The storyboard includes six dashboards. Deaths can be grouped or separated by mechanism of injury, intent of injury, and selected demographics (sex, age group, race and Hispanic origin).

Drop-down boxes across the top of the dashboard control the display of the entire visualization. The dashboards feature:

Rates: Line charts displaying trends for injury death rates. Both fixed and dynamic scale line charts are provided. The fixed scale line chart allows the user to see changes in rates relative to a predefined y-axis, while the dynamic scale line chart adjusts to maximize the visualization of the trend for the options selected.
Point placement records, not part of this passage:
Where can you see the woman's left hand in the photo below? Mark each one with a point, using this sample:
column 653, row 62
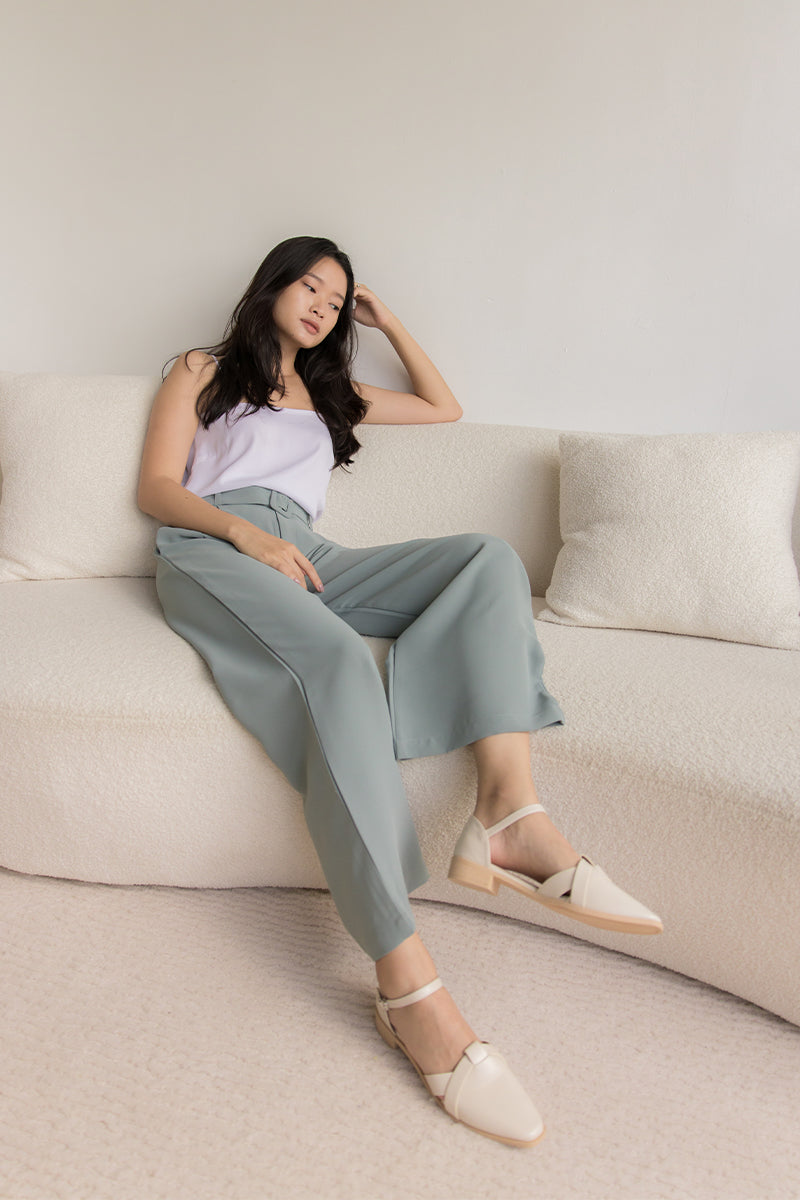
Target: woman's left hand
column 370, row 310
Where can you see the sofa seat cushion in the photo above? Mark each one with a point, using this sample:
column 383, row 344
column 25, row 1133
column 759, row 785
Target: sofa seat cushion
column 677, row 771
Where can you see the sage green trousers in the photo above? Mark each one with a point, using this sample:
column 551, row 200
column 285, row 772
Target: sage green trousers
column 293, row 667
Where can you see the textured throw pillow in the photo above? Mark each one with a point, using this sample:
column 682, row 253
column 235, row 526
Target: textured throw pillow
column 680, row 533
column 70, row 451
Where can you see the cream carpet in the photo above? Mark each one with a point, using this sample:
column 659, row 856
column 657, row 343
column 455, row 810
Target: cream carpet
column 164, row 1044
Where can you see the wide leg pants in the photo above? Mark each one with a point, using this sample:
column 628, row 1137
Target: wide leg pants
column 293, row 667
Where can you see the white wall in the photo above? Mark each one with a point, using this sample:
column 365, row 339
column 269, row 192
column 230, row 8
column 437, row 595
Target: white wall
column 587, row 210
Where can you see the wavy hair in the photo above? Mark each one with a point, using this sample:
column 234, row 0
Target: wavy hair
column 248, row 357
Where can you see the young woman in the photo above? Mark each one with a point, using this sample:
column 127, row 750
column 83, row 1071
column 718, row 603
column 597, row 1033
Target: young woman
column 239, row 451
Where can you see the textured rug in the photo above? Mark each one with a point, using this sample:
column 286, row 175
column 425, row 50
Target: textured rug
column 164, row 1044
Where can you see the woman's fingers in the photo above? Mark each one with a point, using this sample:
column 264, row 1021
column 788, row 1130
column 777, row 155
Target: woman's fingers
column 307, row 570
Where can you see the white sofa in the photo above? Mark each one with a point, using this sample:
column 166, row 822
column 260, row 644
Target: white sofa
column 678, row 768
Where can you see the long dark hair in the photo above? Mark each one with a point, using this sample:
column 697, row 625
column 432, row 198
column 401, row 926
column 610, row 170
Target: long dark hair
column 248, row 355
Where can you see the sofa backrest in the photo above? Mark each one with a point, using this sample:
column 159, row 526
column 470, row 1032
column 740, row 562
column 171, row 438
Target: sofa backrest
column 70, row 451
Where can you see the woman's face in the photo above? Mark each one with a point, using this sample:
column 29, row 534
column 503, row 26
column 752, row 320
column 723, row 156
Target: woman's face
column 307, row 310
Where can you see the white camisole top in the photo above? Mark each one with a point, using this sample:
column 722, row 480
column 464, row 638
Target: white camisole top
column 289, row 450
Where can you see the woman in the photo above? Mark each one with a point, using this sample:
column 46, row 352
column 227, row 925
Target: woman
column 239, row 451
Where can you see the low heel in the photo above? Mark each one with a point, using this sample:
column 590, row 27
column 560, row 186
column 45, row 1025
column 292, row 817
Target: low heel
column 473, row 875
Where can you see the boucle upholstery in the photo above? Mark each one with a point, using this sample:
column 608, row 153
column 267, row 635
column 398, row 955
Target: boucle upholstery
column 678, row 767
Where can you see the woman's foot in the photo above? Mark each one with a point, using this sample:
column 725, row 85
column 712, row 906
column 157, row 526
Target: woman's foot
column 433, row 1029
column 470, row 1079
column 533, row 845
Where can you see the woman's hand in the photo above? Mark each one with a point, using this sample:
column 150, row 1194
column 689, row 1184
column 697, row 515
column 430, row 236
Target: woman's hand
column 370, row 310
column 275, row 552
column 431, row 401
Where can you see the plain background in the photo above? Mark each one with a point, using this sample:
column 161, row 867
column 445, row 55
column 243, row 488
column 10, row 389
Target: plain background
column 587, row 210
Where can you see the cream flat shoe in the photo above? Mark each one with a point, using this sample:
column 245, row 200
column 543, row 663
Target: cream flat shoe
column 584, row 892
column 481, row 1092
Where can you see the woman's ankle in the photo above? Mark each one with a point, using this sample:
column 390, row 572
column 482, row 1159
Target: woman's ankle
column 404, row 969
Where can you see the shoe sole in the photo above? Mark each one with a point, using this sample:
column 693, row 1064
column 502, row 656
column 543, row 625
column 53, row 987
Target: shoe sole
column 392, row 1041
column 480, row 879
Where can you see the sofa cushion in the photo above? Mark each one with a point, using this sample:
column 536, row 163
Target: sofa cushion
column 121, row 763
column 70, row 450
column 680, row 533
column 65, row 441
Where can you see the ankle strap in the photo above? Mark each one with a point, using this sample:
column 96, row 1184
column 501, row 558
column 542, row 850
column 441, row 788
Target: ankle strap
column 413, row 996
column 515, row 816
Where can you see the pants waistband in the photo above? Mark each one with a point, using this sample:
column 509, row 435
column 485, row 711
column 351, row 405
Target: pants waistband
column 265, row 496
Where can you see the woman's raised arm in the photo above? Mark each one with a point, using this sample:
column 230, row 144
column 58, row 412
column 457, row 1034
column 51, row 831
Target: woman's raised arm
column 431, row 401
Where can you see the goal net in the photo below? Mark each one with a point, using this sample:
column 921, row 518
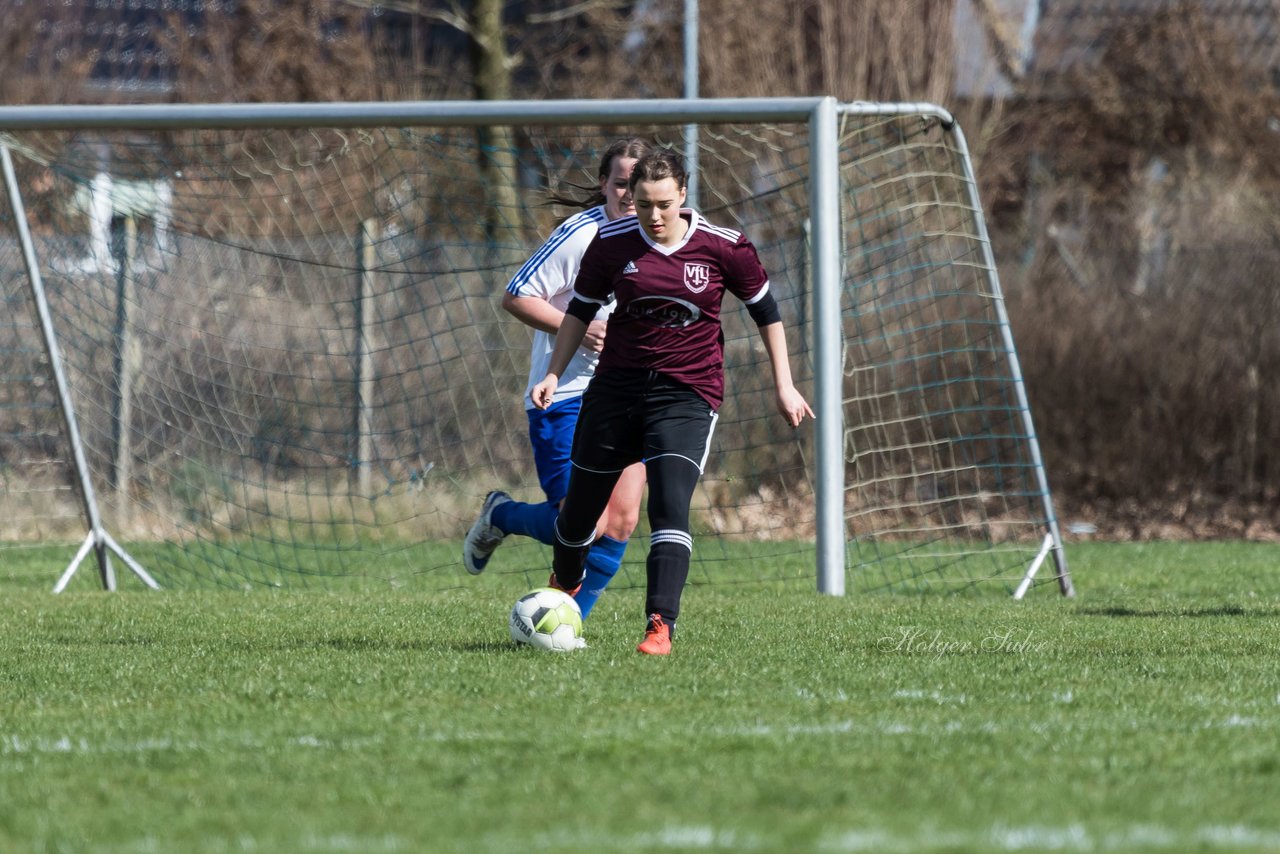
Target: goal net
column 286, row 361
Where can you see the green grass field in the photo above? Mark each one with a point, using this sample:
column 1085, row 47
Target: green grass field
column 1144, row 715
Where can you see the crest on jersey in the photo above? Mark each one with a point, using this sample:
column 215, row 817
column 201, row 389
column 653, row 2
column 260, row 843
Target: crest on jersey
column 696, row 277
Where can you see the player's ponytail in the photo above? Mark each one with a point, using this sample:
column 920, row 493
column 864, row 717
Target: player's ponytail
column 661, row 164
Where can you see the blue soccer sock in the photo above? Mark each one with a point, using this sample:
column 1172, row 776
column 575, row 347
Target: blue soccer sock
column 529, row 520
column 602, row 565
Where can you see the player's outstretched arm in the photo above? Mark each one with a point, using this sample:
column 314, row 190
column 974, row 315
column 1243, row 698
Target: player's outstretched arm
column 790, row 402
column 567, row 341
column 542, row 315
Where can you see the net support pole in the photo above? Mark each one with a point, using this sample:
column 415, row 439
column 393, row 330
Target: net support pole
column 1015, row 370
column 691, row 92
column 97, row 539
column 828, row 348
column 365, row 261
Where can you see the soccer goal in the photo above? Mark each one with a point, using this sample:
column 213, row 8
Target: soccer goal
column 263, row 345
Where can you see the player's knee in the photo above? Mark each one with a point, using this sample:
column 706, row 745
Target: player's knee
column 620, row 521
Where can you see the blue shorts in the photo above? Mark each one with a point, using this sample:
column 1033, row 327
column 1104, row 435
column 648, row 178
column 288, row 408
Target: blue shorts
column 551, row 432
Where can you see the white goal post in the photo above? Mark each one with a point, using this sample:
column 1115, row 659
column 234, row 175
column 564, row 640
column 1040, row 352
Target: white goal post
column 913, row 476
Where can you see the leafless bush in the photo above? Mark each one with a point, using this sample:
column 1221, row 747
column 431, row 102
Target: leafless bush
column 1147, row 306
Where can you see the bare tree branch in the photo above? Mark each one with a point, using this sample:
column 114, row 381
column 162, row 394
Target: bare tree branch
column 577, row 9
column 451, row 17
column 1004, row 46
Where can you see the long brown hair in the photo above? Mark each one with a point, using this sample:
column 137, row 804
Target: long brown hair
column 632, row 147
column 661, row 164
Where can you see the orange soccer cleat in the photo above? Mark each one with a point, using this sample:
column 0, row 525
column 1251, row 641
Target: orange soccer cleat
column 657, row 638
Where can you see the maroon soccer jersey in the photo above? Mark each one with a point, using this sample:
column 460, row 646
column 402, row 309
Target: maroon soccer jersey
column 667, row 318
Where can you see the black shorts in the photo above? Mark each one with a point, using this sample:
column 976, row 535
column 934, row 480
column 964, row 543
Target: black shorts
column 630, row 416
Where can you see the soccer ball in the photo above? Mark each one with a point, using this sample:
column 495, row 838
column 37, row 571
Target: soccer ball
column 547, row 619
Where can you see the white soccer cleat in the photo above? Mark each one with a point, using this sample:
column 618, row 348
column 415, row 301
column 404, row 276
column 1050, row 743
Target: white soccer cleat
column 484, row 537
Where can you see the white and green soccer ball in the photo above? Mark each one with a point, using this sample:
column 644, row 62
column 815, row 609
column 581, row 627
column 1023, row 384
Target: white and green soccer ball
column 547, row 619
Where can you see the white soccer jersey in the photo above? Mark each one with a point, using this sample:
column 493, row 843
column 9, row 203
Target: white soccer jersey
column 549, row 275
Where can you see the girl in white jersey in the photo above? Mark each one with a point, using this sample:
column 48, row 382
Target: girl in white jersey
column 538, row 296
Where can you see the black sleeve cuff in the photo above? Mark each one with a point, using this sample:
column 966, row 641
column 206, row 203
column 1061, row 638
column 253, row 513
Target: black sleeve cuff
column 583, row 310
column 764, row 310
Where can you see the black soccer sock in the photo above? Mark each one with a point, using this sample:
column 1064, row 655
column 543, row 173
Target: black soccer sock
column 668, row 570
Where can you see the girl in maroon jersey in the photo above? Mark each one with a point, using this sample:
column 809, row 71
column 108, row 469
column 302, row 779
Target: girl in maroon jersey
column 661, row 375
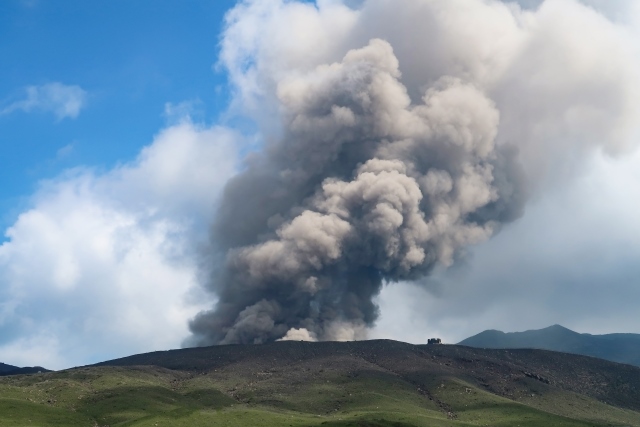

A dialog box on the left of the dashboard allows the user to select among several options for the range of y-axis values used in the fixed scale line chart.

Numbers of deaths: A table describes numbers of injury deaths for selections made at the top of the visualization.

National Hospital Care Survey Demonstration Projects: Traumatic Brain Injury

July 27, 2016

A new report from NCHS examines traumatic brain injury (TBI) encounters in various hospital settings. While the National Hospital Care Survey (NHCS) data used were not nationally representative, the results presented are consistent with previous research studies.

Analyses were conducted to highlight the tremendous analytical capabilities of NHCS, capabilities that have not been available before in previous surveys. New data elements such as intensive care use and diagnostic and physical services received, and the ability to link individuals in NHCS across hospital settings are used in the analyses.


  • Males have more TBI encounters than females across the inpatient, Emergency Department (ED), and Outpatient Department (OPD) settings and across all age groups.
  • Children under age 15 comprise most ED visits for TBI.
  • Adults aged 65 and over accounted for most TBI hospitalizations.
  • Falls were the most common cause of TBI encounters.